The output that PROC PRINT generates shows the resulting scores data set. The delimiter (comma) is stored as part of the value of TEAM, whereas the quotation marks are not.

The scores Data Set

The scores Data Set

Example 2: Handling Missing Values and Short Records with List Input

This example shows how to prevent missing values from causing problems when you read the data with list input. Some data lines in this example contain fewer than five temperature values. Use the MISSOVER option so that these values are set to missing.

data weather;
   infile datalines missover;
   input temp1-temp5;
   datalines;
97.9 98.1 98.3
98.6 99.2 99.1 98.5 97.5
96.2 97.3 98.3 97.6 96.5
;

SAS reads the three values on the first data line as the values of temp1, temp2, and temp3. The MISSOVER option causes SAS to set the values of temp4 and temp5 to missing for the first observation because no values for those variables are in the current input data record.

When you omit the MISSOVER option or use FLOWOVER, SAS moves the input pointer to line 2 and reads values for temp4 and temp5. The next time the DATA step executes, SAS reads a new line which, in this case, is line 3. This message appears in the SAS log:

NOTE: SAS went to a new line when INPUT statement
      reached past the end of a line.

You can also use the STOPOVER option in the INFILE statement. Using the STOPOVER option causes the DATA step to halt execution when an INPUT statement does not find enough values in a record of raw data.

 infile datalines stopover;

Because SAS does not find a temp4 value in the first data record, it sets _ERROR_ to 1, stops building the data set, and prints data line 1.

Example 3: Scanning Variable-Length Records for a Specific Character String

This example shows how to use TRUNCOVER in combination with SCANOVER to pull phone numbers from a phone book. The phone number is always preceded by the word “phone:”. Because the phone numbers include international numbers, the maximum length is 32 characters.

filename phonebk host-specific-path;
data _null_;
  file phonebk;
  input line $80.;
  put line;
  datalines;
    Jenny's Phone Book
    Jim Johanson phone: 619-555-9340
       Jim wants a scarf for the holidays.
    Jane Jovalley phone: (213) 555-4820
       Jane started growing cabbage in her garden.
       Her dog's name is Juniper.
    J.R. Hauptman phone: (49)12 34-56 78-90
       J.R. is my brother.
   ;
run;

Use @'phone:' to scan the lines of the file for a phone number and position the file pointer where the phone number begins.

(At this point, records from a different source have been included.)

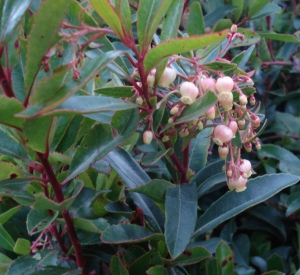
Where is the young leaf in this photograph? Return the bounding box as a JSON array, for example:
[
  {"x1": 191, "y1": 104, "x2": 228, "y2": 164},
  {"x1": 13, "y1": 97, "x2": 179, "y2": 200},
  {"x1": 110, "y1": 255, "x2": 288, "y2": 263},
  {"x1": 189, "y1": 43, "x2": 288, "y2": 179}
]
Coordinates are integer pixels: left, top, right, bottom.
[
  {"x1": 187, "y1": 2, "x2": 205, "y2": 36},
  {"x1": 165, "y1": 184, "x2": 197, "y2": 258},
  {"x1": 137, "y1": 0, "x2": 172, "y2": 50},
  {"x1": 0, "y1": 224, "x2": 15, "y2": 251},
  {"x1": 193, "y1": 174, "x2": 299, "y2": 236},
  {"x1": 91, "y1": 0, "x2": 124, "y2": 39},
  {"x1": 105, "y1": 149, "x2": 164, "y2": 233},
  {"x1": 0, "y1": 0, "x2": 32, "y2": 46},
  {"x1": 109, "y1": 254, "x2": 129, "y2": 275},
  {"x1": 25, "y1": 0, "x2": 72, "y2": 95},
  {"x1": 144, "y1": 30, "x2": 228, "y2": 73}
]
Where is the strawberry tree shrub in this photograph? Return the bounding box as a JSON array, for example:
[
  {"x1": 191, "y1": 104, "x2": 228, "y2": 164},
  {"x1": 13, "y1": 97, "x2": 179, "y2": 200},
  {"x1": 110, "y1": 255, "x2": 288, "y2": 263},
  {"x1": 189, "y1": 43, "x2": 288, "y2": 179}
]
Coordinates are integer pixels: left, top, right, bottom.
[{"x1": 0, "y1": 0, "x2": 299, "y2": 274}]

Use TRUNCOVER in combination with SCANOVER to skip the lines that do not contain 'phone:' and write only the phone numbers to the SAS log.

data _null_;
   infile phonebk truncover scanover;
   input @'phone:' phone $32.;
   put phone=;
run;

The program writes these lines to the SAS log:

phone=619-555-9340
phone=(213) 555-4820
phone=(49)12 34-56 78-90

Example 4: Reading Files That Contain Variable-Length Records

This example shows how to use LENGTH=, in combination with the $VARYING. informat to read a file that contains variable-length records.

data a;
   infile file-specification 
          length=linelen   /* 1 */
          lrecl=510 pad;    
   input firstvar 1-10 @;     
   varlen=linelen-10;      /* 2 */
   input @11 secondvar $varying500. varlen;
run;
  1. Assign linelen.

  2. Calculate varlen.

These actions occur in the preceding DATA step:

  • The INFILE statement creates the variable LINELEN but does not assign a value to the variable.
  • When the first INPUT statement executes, SAS determines the line length of the record and assigns that value to the variable LINELEN. The single trailing @ holds the record in the input buffer for the next INPUT statement.
  • The assignment statement uses the two known lengths (the length of FIRSTVAR and the length of the entire record) to determine the length of VARLEN.
  • The second INPUT statement uses the VARLEN value with the informat $VARYING500. to read the variable SECONDVAR.

For more information, see $VARYINGw. Informat in SAS Formats and Informats: Reference.

Example 5: Reading from Multiple External Files

This DATA step reads from two input files during each iteration of the DATA step. As SAS switches from one file to the next, each file remains open. The input pointer remains in place to begin reading from that location the next time an INPUT statement reads from that file.

data qtrtot(drop=jansale febsale marsale aprsale maysale junsale);
   infile quarter1;                       /*1*/
   input name $ jansale febsale marsale;  /*2*/
   q1total = sum(jansale,febsale,marsale);

   infile quarter2;                       /*3*/
   input @7 aprsale maysale junsale;  
   q2total=sum(aprsale,maysale,junsale);  /*4*/
run;                                      /*5*/
  1. Specify the first INFILE statement to identify the location of the first file.

  2. Specify the first INPUT statement to read values from the first file.

  3. Specify the second INFILE statement to identify the location of second file.

  4. Specify the second INPUT statement to read values from the second file.

  5. Stop processing when SAS reaches the last record in the shortest input file.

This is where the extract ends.